I also believe that some of these extra stats (e.g. "How many failures/anomalies do we observe?") should first be done on a privnet instead of the real network. That can give us some preliminary results, and then we can consider doing them on the real network. Maybe we can also have some privnet stats by January.
Testing any code changes makes sense to be confident they work as intended. And I agree that failure stats might give us useful information just from the test network. Getting those for January seems like a great idea.
Also, I'm the main person who will be doing stats on the real network, both the proposal and the implementation, and I'm not full-time on this. Other SponsorR people are doing different things, like HS privnet setup and collecting statistics/benchmarks on privnets. Karsten recently started helping with the proposal which is a huge help!
Understood :-)
But to be a bit more constructive, if you want more stats to happen faster, I invite you to help with the security analysis. If you can show that the stats you want to see don't reveal information about specific HSes or their clients and that they are useful to have, maybe we will have time to integrate them before January. No promises here.
Sounds like a plan. Let me know what you think about the security issues I brought up earlier (Karsten put them in the security section of the proposal), as well as the questions I raise above.
And to be a bit more technical, from a first glance I don't think we should do "4. How What is the median or maximum number of requests?". This would allow an attacker to learn the popularity of *specific* HSes if they have their onion address. Why do we want that?
How would knowing the median reveal the popularity of a specific HS? And as I said earlier, there is an issue with learning HS popularity over time if it the service goes up and down by correlating that with changes in the count of total connections.

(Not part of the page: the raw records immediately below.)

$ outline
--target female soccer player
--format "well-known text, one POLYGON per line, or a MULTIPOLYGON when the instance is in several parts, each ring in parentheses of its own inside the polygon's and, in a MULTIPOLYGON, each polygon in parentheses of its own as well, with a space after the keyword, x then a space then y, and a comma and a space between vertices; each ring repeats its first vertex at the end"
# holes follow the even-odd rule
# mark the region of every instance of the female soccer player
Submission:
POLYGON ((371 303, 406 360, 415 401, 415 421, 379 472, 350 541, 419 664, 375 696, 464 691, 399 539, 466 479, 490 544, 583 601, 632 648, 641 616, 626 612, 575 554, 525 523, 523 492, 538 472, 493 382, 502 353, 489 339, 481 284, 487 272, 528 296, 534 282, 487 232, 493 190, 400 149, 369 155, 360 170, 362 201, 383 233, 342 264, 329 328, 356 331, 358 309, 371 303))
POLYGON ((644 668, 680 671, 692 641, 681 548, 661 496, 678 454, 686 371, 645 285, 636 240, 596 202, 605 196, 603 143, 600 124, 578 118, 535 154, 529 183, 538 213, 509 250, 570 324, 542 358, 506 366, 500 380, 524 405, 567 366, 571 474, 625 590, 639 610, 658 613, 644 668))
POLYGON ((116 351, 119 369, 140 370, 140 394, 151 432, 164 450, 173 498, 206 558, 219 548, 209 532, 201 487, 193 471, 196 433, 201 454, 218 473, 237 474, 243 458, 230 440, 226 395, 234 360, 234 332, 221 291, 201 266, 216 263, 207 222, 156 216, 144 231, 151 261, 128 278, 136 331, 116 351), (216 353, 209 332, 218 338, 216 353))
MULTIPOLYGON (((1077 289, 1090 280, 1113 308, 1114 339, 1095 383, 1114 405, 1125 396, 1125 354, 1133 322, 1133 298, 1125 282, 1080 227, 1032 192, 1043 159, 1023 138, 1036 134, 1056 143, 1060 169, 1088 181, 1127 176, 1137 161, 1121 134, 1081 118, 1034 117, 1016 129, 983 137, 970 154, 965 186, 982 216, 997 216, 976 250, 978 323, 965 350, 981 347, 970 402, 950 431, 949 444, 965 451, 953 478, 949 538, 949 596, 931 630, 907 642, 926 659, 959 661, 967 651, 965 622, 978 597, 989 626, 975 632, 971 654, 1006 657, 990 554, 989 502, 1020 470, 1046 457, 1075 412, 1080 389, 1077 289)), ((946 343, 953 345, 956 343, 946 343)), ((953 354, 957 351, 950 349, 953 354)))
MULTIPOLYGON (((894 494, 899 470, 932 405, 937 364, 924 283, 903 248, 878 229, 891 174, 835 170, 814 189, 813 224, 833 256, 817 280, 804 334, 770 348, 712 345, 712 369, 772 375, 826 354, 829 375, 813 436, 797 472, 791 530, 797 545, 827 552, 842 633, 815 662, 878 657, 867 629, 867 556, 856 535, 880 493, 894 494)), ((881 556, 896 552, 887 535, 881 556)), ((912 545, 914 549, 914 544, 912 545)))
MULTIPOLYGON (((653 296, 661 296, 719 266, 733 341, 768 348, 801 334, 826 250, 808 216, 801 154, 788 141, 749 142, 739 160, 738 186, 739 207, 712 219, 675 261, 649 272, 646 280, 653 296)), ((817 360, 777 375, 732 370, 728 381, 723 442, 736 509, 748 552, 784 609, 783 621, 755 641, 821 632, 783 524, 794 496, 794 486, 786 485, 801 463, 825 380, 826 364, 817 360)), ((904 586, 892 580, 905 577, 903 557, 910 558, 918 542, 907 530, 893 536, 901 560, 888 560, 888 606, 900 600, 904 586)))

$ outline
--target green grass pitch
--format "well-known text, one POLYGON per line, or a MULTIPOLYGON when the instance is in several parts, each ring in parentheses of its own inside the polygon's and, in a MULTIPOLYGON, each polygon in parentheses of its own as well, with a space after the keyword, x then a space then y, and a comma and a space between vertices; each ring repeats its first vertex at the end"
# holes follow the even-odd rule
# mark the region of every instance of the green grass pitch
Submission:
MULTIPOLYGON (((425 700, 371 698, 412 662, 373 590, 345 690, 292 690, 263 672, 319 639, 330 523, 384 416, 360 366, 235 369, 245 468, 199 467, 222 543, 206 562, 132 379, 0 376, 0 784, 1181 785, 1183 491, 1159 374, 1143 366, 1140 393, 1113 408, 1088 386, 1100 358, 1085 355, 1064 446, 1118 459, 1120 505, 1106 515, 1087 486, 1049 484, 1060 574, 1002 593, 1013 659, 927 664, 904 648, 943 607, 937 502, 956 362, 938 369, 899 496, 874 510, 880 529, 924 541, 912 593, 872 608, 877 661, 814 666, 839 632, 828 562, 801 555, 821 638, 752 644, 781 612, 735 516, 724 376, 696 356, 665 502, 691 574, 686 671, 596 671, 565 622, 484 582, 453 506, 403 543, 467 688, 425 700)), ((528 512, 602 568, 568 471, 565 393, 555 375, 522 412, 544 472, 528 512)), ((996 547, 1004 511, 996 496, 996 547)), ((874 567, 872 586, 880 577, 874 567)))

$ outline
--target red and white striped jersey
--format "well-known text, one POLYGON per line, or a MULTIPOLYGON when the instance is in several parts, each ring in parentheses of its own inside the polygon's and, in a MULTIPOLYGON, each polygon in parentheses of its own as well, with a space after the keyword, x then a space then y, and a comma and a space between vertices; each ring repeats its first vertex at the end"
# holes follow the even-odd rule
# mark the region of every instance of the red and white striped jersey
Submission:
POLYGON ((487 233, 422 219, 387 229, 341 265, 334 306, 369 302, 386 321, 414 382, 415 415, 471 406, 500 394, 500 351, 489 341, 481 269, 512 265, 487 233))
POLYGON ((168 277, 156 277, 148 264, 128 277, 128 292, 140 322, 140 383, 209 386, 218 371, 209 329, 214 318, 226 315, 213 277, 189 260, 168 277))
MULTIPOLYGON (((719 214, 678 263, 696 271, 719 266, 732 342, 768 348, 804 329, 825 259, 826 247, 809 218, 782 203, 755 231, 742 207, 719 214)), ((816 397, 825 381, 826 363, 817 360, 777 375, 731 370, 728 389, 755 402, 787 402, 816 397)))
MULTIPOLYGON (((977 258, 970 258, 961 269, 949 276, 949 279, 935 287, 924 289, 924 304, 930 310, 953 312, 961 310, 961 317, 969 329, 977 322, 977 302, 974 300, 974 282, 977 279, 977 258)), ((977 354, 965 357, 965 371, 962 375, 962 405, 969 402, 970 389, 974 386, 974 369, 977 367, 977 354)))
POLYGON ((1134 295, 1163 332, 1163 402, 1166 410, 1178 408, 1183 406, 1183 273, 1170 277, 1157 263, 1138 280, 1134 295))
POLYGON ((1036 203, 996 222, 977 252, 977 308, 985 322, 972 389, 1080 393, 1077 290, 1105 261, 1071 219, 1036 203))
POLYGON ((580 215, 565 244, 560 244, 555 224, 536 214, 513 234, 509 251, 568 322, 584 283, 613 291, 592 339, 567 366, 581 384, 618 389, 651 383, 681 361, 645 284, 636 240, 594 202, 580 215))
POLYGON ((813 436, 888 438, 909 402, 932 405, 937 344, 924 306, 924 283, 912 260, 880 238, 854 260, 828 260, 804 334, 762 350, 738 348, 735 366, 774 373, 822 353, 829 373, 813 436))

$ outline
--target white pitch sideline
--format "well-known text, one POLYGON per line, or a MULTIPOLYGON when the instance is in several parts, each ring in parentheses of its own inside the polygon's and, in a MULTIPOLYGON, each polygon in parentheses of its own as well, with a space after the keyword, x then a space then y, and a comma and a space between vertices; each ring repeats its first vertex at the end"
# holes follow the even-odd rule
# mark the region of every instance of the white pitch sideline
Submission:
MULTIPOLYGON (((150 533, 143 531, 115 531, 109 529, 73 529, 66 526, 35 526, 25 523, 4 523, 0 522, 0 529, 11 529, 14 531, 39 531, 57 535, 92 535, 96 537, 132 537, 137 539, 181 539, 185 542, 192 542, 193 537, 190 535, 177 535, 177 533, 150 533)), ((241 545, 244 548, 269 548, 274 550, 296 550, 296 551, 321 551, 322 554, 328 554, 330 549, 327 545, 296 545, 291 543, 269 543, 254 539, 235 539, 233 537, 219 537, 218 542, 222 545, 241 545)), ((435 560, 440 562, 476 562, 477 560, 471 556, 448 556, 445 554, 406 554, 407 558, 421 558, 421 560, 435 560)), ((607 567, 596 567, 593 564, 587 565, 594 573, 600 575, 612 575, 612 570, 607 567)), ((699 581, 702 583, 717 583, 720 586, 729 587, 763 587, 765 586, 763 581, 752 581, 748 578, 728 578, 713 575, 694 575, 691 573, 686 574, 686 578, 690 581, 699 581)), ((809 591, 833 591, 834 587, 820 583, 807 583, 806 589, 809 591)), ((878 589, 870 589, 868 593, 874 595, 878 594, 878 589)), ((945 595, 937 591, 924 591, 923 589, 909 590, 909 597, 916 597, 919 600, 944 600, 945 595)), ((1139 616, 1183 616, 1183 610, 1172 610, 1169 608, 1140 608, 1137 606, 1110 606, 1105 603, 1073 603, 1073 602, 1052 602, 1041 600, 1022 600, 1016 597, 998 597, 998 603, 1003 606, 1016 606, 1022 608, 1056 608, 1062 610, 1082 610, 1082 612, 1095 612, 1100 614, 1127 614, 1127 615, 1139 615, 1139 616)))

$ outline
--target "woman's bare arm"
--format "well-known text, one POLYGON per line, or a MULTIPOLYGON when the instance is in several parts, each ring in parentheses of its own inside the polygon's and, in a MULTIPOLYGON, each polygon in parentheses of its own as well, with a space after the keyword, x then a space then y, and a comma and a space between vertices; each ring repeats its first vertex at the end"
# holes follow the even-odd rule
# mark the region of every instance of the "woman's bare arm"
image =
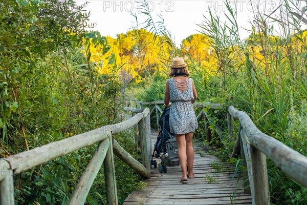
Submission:
POLYGON ((194 81, 192 80, 192 89, 193 89, 193 96, 194 97, 194 99, 193 99, 191 101, 192 104, 195 102, 196 99, 197 99, 197 92, 196 92, 196 89, 195 89, 195 86, 194 85, 194 81))
POLYGON ((166 107, 168 107, 170 105, 170 103, 169 103, 169 83, 168 82, 168 80, 166 80, 166 85, 165 85, 164 105, 166 107))

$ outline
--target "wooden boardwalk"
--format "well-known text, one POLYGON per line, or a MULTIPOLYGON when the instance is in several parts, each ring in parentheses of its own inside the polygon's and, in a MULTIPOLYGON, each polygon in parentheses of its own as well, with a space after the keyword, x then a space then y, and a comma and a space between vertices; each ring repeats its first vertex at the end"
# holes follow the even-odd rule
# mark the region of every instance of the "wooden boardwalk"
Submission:
MULTIPOLYGON (((157 130, 152 130, 152 146, 157 136, 157 130)), ((194 179, 182 184, 179 182, 182 177, 180 166, 168 167, 167 172, 162 174, 152 166, 151 178, 143 180, 147 184, 146 187, 133 191, 124 205, 251 204, 251 196, 244 194, 242 185, 238 185, 242 184, 242 179, 239 179, 237 183, 237 175, 231 180, 234 166, 221 162, 212 153, 213 148, 202 144, 200 141, 194 142, 194 179), (212 166, 218 168, 215 169, 212 166)), ((158 163, 160 162, 159 159, 155 159, 158 163)))

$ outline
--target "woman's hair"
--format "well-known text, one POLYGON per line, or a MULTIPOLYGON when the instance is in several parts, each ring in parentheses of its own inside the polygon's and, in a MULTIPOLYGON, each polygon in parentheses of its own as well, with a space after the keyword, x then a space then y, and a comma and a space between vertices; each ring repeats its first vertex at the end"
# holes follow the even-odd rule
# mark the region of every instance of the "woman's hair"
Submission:
POLYGON ((188 67, 186 66, 183 68, 170 68, 169 69, 169 72, 168 72, 168 75, 169 75, 170 77, 176 77, 179 76, 189 77, 190 76, 190 73, 189 73, 188 67))

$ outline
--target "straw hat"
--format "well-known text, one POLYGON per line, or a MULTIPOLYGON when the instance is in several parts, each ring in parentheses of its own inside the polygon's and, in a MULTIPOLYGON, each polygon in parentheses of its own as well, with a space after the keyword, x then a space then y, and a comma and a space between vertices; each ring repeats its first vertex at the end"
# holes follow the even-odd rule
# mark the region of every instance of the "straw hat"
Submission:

Finally, if you know that the funder will be unhappy with just those two stats and we should *definitely* do more, then please tell us and we can think of something. Roger didn't give me this impression.
Just repeating what I said above for clarity: go with Roger’s opinion on this. That is just my opinion.
[0]: Did you know that relays (and bridges) report bandwidth statistics every *15* minutes? I have no idea if this is a good idea to do, especially for relays that see very few clients.
I did know this. It does seem potentially revealing of, say, the guard used by a hidden service because you can easily modulate the HSes traffic in 15 minute intervals. Somebody should think about how what statistics gathering might reveal and if that’s cool.